Una de estas madrugadas me quité todos los disfraces, uno por uno.
Primero el de sabiondo, después el de indispensable, a seguir el de importante y luego el de prepotente.
Descansé un poco y continué.Le tocó el turno al disfraz de director y al de poeta y al de escritor, y por último al de capitalista y explotador.
Lleno de curiosidad y no menos temor me acerqué al espejo a mirarme, y lo primero que encontré frente a mí fue un gran dedo acusador que me apuntaba con cara de pocos amigos, pero lo que más me impactó fue comprobar que lo que sobró de mí era lo único que había olvidado que era.
Sí, por detrás del gran dedo que no paraba de acusarme sin palabras aparecía reflejada la imagen de un chico lleno de años por vivir, con una pelota de goma bajo el brazo, una honda en la mano, una sonrisa virgen en los ojos, un futuro brillante a sus pies, una esperanza enorme que no cabía en los bolsillos, la frente sin arrugas, el cuerpo sin heridas, la vida sin dolores.
Sí, fue eso lo que vi, hasta que de repente desperté, y al buscarme entre los pliegues de las horas nocturnas no pude encontrarme por más que lo intentara.

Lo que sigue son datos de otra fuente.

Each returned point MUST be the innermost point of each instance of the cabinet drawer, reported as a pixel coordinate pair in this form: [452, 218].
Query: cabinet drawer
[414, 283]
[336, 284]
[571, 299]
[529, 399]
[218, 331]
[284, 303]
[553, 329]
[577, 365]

Ahora, cuando el día transformó la madrugada en un simple pretérito, sólo sé que no sé donde estoy y que apenas supongo quien soy, y por eso lo único que puedo y lo único que hago es empezar a buscarme.
Iniciaré la investigación en el espejo, y si allí no me encuentro iré hasta unos veinte años atrás, y si tampoco me hallo, entonces no tendré más remedio que sentarme sobre las horas que pasan y esperarme hasta que vuelva cuando vuelva y venga de donde venga.